For the time being though, Khalil is looking to regional markets where economic activity is more active. Projects don’t come much bigger than the Granada Hotel in Mecca, Saudi Arabia. This was a headache for its Saudi owner Abdul Latif Jameel Real Estate Investment Company (ALJREIC). Construction of the hotel, one of the largest in the world with 1,700 rooms, was stalled for four years because of contractor problems, when ECG was called in to get it completed by 2013. Itsservices include project improvement restructuring and programming, structural assessment and electromechanical technical support services. ECG has 15 people on site handling this sensitive job, which will stand only 50 metres from Mecca’s Holy Haram once the $21 billion expansion—the largest ever expansion of the Grand Mosque—is opened by King Abdullah.

Internationally-funded infrastructure projects in a variety of places are helping keep ECG buoyant. UNICEF allowed it to get a foot into Iraq earlier this year, entrusting it with developing the masterplan for solid waste management for Erbil governorate, in the Kurdistan Regional Government (KRG). This followed a World Bank financed sewerage scheme for the cities of Bokhara and Samarkand in Uzbekistan, where broken down systems dating back to the 1960s are being replaced. ECG is providing engineering design services as a member of a consortium led by UK-based Corporate Solutions. In all, nearly 500 kilometres of sewer are to be replaced, 22 wastewater pumping stations rehabilitated and five wastewater treatment plants upgraded.
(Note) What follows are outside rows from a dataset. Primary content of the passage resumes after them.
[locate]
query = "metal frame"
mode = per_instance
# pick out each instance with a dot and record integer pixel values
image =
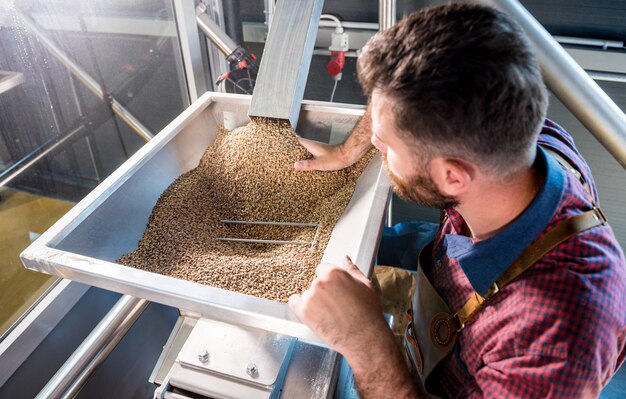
(571, 84)
(366, 209)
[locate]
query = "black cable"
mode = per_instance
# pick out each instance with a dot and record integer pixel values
(100, 78)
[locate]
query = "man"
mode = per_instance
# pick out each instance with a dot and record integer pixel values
(457, 109)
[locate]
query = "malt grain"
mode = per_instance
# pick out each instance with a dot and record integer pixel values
(246, 174)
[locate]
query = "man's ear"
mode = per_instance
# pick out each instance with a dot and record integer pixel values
(452, 176)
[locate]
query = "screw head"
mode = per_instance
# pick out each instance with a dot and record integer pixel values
(203, 356)
(252, 370)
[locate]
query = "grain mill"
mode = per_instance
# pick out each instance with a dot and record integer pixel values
(225, 344)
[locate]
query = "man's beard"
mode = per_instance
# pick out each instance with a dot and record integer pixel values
(420, 188)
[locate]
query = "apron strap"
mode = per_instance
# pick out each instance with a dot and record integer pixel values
(532, 254)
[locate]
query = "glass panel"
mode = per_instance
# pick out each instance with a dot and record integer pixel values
(72, 74)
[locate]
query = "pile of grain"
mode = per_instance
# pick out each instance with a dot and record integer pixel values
(247, 174)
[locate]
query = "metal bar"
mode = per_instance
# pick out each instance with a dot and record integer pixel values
(213, 31)
(35, 156)
(96, 346)
(277, 242)
(283, 72)
(571, 84)
(232, 20)
(582, 41)
(272, 223)
(386, 14)
(608, 76)
(268, 10)
(84, 77)
(190, 49)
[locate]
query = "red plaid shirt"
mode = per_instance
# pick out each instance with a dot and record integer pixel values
(559, 330)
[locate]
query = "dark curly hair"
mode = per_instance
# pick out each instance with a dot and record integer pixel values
(464, 82)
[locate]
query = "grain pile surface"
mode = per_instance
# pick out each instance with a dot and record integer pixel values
(246, 174)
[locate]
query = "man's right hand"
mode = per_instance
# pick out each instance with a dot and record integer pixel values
(328, 157)
(325, 156)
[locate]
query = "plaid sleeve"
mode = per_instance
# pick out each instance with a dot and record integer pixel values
(535, 376)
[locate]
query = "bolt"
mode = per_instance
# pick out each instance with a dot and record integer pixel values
(203, 356)
(252, 370)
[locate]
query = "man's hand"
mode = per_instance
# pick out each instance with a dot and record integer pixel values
(327, 157)
(342, 307)
(344, 310)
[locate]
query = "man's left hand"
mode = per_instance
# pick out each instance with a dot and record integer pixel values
(342, 308)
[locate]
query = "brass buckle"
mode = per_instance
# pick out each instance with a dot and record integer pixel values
(492, 291)
(461, 324)
(602, 215)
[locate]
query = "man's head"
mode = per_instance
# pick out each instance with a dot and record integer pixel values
(459, 86)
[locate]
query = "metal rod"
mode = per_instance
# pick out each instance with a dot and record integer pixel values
(608, 76)
(96, 346)
(386, 14)
(253, 241)
(351, 25)
(212, 31)
(34, 156)
(272, 223)
(581, 41)
(84, 77)
(571, 84)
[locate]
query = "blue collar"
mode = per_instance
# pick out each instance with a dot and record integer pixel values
(483, 262)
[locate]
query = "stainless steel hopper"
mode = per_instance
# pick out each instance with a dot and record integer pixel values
(84, 244)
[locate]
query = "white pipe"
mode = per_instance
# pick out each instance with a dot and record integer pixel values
(338, 25)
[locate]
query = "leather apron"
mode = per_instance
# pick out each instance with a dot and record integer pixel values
(433, 329)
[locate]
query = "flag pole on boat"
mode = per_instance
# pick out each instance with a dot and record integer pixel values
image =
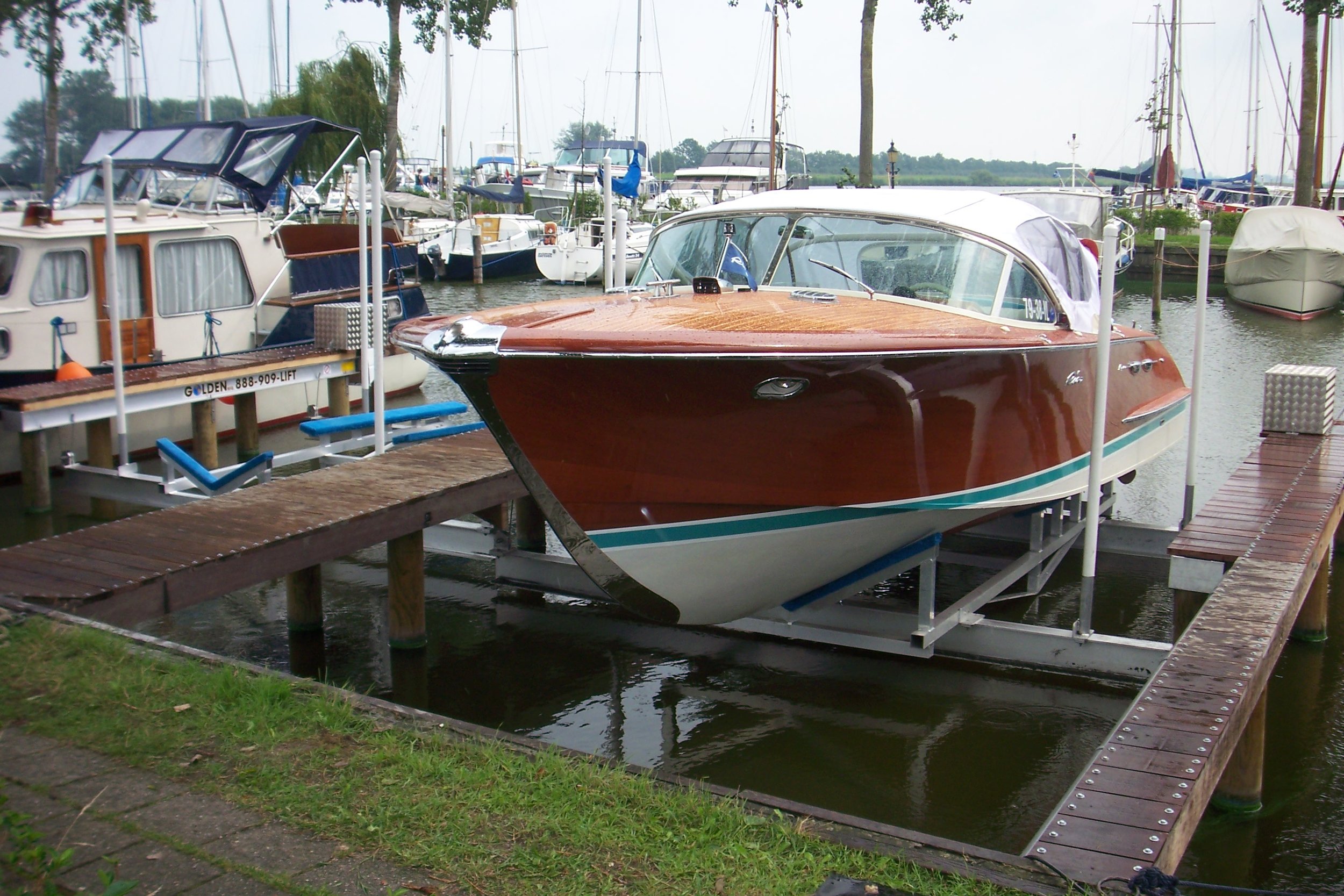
(1082, 628)
(362, 217)
(119, 371)
(1206, 230)
(375, 241)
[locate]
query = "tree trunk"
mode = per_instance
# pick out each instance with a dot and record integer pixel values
(52, 108)
(870, 14)
(1304, 191)
(394, 89)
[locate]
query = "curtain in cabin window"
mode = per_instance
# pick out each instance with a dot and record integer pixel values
(201, 276)
(62, 276)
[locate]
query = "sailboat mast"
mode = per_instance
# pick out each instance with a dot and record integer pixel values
(518, 101)
(639, 42)
(775, 87)
(448, 104)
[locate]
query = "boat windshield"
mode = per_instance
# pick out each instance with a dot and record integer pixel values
(697, 249)
(893, 259)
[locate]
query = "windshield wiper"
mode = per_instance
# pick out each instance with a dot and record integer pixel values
(871, 292)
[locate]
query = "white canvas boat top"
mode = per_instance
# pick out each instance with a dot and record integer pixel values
(1017, 225)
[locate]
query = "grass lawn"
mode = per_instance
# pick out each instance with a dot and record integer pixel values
(479, 814)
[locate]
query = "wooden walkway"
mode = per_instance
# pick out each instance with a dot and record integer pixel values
(144, 566)
(1144, 792)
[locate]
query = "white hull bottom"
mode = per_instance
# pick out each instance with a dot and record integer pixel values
(1292, 297)
(726, 569)
(273, 406)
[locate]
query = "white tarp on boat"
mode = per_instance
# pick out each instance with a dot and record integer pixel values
(1286, 243)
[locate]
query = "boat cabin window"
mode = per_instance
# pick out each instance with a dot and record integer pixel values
(1026, 299)
(201, 276)
(893, 259)
(62, 277)
(697, 249)
(9, 262)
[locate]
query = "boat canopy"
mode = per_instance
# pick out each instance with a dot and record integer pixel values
(249, 154)
(1070, 270)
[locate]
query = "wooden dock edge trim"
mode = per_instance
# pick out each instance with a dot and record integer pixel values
(925, 851)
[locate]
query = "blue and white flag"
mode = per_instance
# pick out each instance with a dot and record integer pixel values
(734, 262)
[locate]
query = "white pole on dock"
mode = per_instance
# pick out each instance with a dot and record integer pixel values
(362, 216)
(109, 276)
(375, 242)
(620, 219)
(1098, 448)
(1206, 230)
(606, 222)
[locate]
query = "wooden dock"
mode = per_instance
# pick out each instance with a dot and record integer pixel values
(140, 567)
(1197, 730)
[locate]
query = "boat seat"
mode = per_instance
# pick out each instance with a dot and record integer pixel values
(328, 426)
(424, 436)
(179, 461)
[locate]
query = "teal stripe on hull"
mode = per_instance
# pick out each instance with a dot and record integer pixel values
(823, 516)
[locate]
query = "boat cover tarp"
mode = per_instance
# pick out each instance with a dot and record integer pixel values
(251, 154)
(1286, 243)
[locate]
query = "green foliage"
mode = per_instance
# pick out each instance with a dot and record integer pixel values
(582, 132)
(1226, 224)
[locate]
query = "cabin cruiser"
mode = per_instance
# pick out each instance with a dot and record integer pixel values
(800, 385)
(732, 170)
(203, 268)
(576, 256)
(1086, 213)
(1288, 261)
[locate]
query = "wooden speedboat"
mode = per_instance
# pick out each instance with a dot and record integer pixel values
(706, 450)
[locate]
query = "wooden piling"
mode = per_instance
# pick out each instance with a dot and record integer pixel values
(530, 524)
(338, 397)
(98, 439)
(246, 426)
(406, 591)
(1313, 618)
(304, 599)
(205, 441)
(1242, 784)
(35, 472)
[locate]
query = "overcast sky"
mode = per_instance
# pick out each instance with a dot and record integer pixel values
(1020, 77)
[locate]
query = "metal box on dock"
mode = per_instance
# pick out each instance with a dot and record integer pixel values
(1299, 398)
(337, 324)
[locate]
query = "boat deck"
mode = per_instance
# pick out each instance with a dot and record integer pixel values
(1144, 792)
(140, 567)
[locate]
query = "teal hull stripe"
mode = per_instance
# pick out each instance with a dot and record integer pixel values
(823, 516)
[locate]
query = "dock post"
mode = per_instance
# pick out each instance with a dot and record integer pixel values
(205, 442)
(304, 599)
(246, 429)
(1159, 261)
(35, 472)
(338, 397)
(98, 439)
(1242, 784)
(406, 591)
(1313, 617)
(530, 524)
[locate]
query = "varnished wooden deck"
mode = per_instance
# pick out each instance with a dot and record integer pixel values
(144, 566)
(1144, 792)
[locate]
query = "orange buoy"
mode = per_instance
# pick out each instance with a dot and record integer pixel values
(72, 371)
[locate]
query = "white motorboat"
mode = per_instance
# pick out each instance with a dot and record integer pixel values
(1288, 261)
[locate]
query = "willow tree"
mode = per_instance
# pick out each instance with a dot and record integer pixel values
(39, 28)
(469, 19)
(932, 12)
(1304, 189)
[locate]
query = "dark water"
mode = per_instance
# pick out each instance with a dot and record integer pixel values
(959, 750)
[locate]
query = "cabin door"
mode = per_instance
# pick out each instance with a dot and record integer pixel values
(135, 299)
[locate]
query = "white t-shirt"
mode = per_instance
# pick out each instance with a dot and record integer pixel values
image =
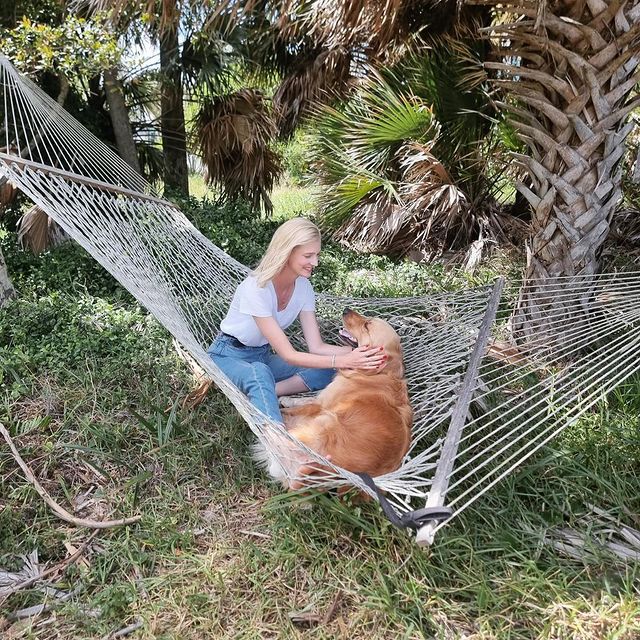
(250, 300)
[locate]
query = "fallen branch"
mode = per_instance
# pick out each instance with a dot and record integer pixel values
(58, 567)
(62, 513)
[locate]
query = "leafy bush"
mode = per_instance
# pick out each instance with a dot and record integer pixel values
(60, 331)
(232, 226)
(61, 269)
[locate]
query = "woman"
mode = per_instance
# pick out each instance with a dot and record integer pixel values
(252, 349)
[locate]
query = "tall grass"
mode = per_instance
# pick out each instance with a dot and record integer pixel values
(91, 390)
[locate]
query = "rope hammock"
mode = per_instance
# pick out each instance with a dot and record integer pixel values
(481, 408)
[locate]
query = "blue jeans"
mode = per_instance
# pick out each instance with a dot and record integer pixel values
(255, 371)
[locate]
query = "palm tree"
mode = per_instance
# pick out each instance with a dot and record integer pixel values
(404, 163)
(567, 70)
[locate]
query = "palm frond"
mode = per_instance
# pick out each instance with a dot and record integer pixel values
(37, 232)
(233, 134)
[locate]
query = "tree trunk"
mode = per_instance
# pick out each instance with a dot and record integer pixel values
(120, 119)
(176, 175)
(6, 288)
(571, 68)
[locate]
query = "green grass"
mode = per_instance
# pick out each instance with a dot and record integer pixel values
(288, 199)
(88, 381)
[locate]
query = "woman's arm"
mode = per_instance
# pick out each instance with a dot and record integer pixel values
(316, 344)
(360, 358)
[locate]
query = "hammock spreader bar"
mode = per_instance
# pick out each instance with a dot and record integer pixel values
(410, 519)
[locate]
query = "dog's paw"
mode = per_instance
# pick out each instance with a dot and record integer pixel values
(269, 463)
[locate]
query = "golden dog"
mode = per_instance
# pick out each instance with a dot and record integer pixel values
(362, 420)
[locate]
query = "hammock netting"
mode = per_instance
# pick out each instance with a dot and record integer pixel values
(480, 411)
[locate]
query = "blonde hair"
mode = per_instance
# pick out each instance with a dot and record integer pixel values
(293, 233)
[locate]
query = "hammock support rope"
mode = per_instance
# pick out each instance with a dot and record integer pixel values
(478, 412)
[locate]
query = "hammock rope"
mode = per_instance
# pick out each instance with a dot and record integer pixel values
(478, 414)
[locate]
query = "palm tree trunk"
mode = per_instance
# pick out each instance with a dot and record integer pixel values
(176, 175)
(570, 68)
(120, 119)
(6, 288)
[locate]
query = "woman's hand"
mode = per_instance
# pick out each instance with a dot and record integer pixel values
(364, 357)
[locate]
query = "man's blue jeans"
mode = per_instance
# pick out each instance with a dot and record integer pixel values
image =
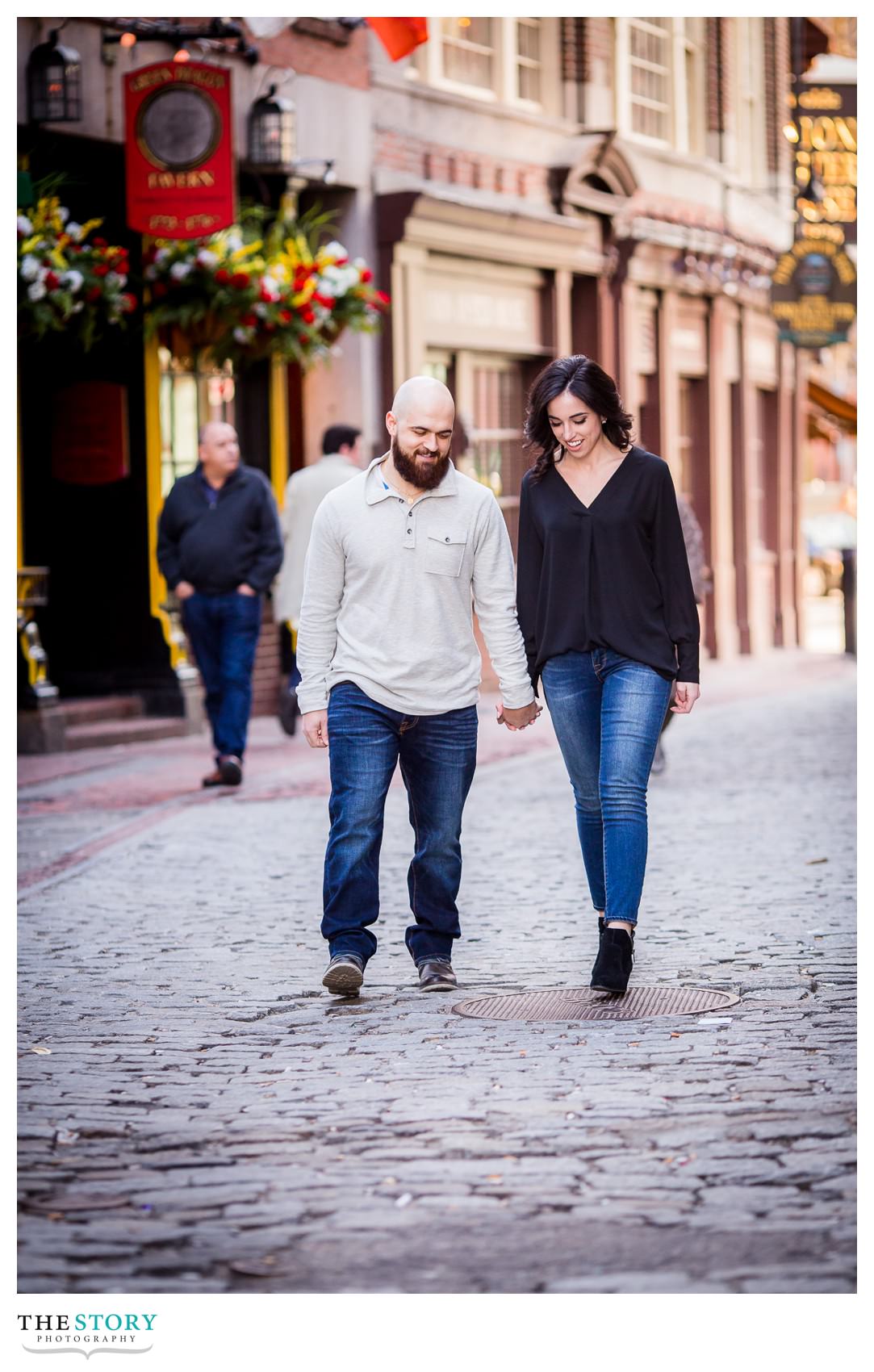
(607, 713)
(224, 635)
(438, 758)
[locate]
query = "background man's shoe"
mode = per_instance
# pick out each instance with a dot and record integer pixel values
(288, 711)
(345, 974)
(613, 962)
(437, 976)
(231, 770)
(228, 772)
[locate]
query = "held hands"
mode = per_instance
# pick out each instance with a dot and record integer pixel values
(516, 719)
(316, 727)
(685, 697)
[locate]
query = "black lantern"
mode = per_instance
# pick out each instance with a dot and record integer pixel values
(54, 82)
(272, 131)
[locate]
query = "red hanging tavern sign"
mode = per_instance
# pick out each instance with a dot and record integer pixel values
(178, 150)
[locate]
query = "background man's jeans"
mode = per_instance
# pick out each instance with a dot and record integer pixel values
(607, 713)
(438, 758)
(224, 635)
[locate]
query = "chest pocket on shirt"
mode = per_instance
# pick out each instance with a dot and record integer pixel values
(445, 552)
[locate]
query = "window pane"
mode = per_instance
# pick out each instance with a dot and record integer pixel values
(468, 52)
(650, 77)
(529, 59)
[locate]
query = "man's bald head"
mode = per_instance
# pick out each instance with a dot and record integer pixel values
(423, 393)
(219, 450)
(420, 423)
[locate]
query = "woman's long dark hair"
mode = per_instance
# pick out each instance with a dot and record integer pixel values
(589, 383)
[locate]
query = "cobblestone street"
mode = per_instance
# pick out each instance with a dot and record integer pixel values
(198, 1115)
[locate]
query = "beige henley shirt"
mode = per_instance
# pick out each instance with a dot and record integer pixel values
(390, 592)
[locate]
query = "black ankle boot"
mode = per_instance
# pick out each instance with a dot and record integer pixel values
(613, 962)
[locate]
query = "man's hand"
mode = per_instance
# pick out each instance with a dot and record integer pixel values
(685, 697)
(517, 717)
(316, 727)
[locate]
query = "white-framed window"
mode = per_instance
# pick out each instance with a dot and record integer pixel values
(490, 58)
(529, 59)
(751, 132)
(660, 82)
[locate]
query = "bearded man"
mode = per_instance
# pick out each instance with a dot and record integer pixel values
(399, 558)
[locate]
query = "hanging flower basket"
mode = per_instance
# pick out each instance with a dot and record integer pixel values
(68, 282)
(247, 297)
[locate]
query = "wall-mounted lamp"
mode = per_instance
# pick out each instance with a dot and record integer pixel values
(54, 82)
(272, 131)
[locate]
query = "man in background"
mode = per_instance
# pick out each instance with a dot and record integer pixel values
(219, 549)
(306, 489)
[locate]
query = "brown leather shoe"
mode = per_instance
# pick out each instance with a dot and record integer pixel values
(437, 976)
(345, 974)
(228, 772)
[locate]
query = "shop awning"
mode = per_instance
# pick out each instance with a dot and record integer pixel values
(837, 407)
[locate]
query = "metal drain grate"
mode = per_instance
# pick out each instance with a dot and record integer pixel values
(638, 1003)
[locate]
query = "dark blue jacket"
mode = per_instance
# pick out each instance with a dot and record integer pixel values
(217, 546)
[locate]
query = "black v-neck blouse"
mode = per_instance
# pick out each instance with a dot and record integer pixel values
(613, 574)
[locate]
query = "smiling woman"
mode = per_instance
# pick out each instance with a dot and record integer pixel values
(609, 621)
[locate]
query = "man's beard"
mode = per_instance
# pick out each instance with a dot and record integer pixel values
(423, 476)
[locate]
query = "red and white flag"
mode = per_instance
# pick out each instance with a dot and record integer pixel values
(399, 36)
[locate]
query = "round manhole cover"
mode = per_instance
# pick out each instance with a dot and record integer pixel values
(638, 1003)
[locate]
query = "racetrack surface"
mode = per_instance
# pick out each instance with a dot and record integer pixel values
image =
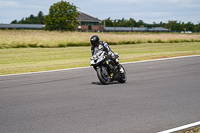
(158, 95)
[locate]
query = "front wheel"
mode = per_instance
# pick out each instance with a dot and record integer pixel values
(103, 75)
(123, 76)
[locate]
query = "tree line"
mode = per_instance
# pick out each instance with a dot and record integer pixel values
(39, 19)
(173, 25)
(62, 16)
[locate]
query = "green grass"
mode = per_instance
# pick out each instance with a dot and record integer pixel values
(23, 60)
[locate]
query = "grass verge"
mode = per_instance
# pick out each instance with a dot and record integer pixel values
(46, 39)
(23, 60)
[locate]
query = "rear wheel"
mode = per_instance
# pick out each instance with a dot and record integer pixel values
(123, 76)
(103, 75)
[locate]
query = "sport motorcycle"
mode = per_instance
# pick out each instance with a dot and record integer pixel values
(107, 70)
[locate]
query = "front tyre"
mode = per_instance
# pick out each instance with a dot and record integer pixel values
(123, 76)
(103, 75)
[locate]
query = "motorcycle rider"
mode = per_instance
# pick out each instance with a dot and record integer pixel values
(97, 44)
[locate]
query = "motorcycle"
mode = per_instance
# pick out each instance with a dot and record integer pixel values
(106, 69)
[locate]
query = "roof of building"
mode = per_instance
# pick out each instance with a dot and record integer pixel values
(85, 18)
(25, 26)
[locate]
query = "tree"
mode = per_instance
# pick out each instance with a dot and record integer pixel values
(62, 16)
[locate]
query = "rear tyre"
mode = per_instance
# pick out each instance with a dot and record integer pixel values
(103, 75)
(123, 76)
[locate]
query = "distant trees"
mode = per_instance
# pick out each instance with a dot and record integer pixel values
(31, 19)
(62, 16)
(172, 25)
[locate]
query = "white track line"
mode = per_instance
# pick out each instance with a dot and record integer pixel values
(89, 66)
(181, 128)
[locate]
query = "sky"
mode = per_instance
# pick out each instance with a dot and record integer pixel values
(147, 10)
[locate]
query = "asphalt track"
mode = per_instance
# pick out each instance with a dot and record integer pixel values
(158, 95)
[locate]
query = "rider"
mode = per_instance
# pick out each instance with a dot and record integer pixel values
(97, 44)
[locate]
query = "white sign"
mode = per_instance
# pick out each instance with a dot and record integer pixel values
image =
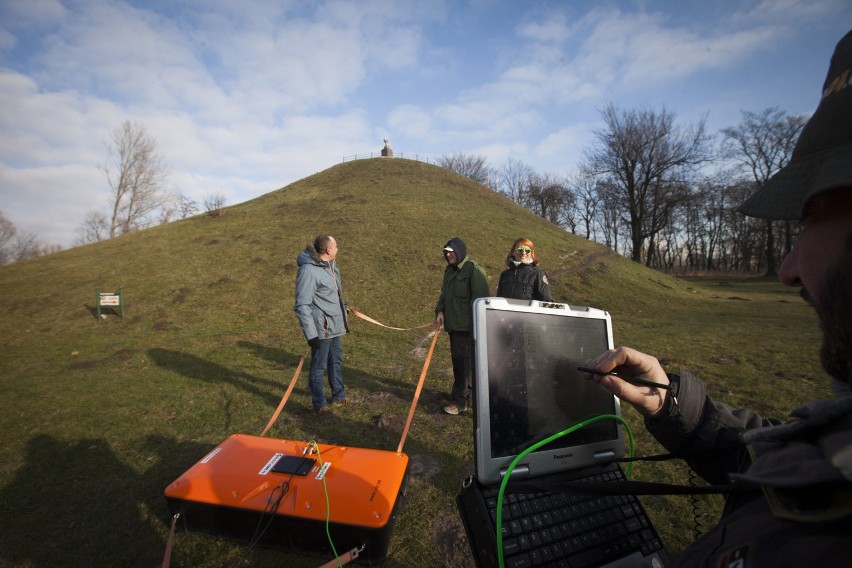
(109, 299)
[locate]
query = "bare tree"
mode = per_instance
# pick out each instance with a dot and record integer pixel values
(214, 202)
(27, 246)
(587, 202)
(647, 161)
(136, 174)
(763, 143)
(7, 233)
(549, 196)
(94, 228)
(513, 179)
(468, 165)
(188, 207)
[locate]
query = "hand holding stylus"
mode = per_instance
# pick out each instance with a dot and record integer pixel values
(640, 380)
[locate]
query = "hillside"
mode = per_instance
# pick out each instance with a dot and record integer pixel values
(99, 416)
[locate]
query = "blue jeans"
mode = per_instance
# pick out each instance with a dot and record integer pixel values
(329, 357)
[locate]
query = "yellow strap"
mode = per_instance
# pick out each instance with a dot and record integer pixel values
(419, 387)
(286, 396)
(371, 320)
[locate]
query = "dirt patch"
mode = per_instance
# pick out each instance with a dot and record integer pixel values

Qatar is planning to spend $15 billion on infrastructure alone over the next few years, in preparation for the FIFA World Cup in 2022. ECG is already designing two stadia in collaboration with an American design firm, and is involved in some road projects for the Qatari Public Works Authority Ashghal, though infrastructure contracts are coming along rather more slowly than Khalil would have anticipated. Nevertheless, with the large amount of work in the pipeline in the region, not only in the Gulf but also in Syria, Libya and Egypt itself, as these important economies move from revolution to reconstruction, he believes ECG will soon by expanding at its former rate or faster. In the coming year he will be targeting contracts funded by the World Bank, various UN agencies and the African Development Bank, which is helping to kick-start projects in francophone Africa.